The Franco-Belgian waterway, essential for the transport of goods across the border, will again be open for large-scale navigation by the end of the year.
Boats weighing up to 3,000 tonnes will be able to navigate the 11km-long canal. This is good news for boatmen, who will avoid a 30km detour via the Nimy-Blaton-Péronnes canal and so will save half a day’s journey.
The reopening of the canal was also made in the spirit of encouraging greener and more sustainable transport, Wallonia’s minister for transport, Philippe Henry (Ecolo) said.
“It is very important for Wallonia to be on the European waterways network map. This is a huge economic issue. And it is also an ecological matter. Companies will have to decarbonise their transport and activities in future. We must therefore give them the means to do so.”

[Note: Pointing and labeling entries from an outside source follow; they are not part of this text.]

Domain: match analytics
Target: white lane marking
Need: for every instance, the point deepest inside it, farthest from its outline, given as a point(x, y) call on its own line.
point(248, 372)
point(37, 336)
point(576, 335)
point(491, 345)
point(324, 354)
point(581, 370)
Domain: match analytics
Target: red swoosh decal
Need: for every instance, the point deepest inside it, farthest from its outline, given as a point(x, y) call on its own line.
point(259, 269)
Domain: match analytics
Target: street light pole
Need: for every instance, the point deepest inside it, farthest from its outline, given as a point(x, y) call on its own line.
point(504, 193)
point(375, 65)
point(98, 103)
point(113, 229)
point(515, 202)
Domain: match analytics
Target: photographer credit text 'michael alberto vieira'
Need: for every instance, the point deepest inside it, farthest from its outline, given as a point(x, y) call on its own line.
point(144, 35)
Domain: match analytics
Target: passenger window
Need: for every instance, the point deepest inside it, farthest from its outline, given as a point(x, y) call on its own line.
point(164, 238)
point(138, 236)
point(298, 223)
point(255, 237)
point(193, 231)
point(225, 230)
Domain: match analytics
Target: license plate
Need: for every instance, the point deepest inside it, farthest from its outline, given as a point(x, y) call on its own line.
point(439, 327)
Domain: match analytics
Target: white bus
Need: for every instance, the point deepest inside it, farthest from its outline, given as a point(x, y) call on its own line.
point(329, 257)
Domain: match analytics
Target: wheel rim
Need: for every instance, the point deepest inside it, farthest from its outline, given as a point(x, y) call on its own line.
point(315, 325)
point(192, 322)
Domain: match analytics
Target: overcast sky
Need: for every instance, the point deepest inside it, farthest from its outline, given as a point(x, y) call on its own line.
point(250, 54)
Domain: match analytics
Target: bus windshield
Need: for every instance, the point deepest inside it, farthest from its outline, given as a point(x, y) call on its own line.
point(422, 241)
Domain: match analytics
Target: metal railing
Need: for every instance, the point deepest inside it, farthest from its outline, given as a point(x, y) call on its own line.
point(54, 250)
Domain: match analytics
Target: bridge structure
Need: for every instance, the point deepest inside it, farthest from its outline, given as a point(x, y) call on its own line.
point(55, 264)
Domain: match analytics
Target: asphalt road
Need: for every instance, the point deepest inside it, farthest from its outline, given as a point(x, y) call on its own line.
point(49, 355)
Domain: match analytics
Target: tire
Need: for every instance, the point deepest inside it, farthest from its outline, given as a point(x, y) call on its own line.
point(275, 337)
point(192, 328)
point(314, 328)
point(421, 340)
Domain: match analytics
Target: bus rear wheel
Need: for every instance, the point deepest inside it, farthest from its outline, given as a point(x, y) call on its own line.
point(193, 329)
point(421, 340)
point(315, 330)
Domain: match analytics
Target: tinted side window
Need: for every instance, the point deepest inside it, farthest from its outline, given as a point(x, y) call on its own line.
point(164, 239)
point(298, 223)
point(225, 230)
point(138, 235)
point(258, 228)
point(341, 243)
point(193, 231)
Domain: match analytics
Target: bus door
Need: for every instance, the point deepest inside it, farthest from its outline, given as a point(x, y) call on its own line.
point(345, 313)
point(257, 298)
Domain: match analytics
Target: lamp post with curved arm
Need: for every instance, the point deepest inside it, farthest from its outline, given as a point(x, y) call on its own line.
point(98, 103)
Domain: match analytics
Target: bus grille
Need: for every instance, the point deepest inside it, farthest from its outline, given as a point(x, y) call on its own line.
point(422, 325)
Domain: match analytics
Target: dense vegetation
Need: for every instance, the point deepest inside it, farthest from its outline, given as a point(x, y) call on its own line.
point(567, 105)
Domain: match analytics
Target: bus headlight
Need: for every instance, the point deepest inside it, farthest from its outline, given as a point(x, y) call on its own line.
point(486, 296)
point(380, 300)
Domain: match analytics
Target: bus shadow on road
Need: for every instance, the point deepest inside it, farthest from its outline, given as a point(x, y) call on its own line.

Depending on what journey is made, river transport of a tonne of goods over a kilometre emits two to five times less greenhouse gases and almost two times fewer PM2.5 fine particulates, which cause air pollution and resulting health problems such as heart disease and asthma, than road transport.
The Condé-Pommeroeul canal, running from Pommeroeul in Belgium to Condé-sur-l’Escaut in France, is, with the adjoining Lys canal and Dunkirk-Escaut link, one of the three branches of the Seine-Escaut corridor that runs into the large river networks of Northern Europe.
It enables a direct river connection between the larger French and Belgian canals, notably the canal from Charleroi, Brussels and Antwerp to the Meuse river.
The newly reopened canal was shut for navigation in 1992 because of a silt problem between Hensies lock and the Grand Large de Fresnes.
Significant dredging and recalibration work was necessary, including extracting one million cubic metres of sediment and moving 450,000m³ of earth to widen the waterway.
This €116 million renovation project was carried out by the Voies Navigables de France (VNF), the French navigation authority responsible for the majority of France's inland waterways network and associated facilities and the Walloon public service. Financial support came from the European Union and the Hauts-de-France region.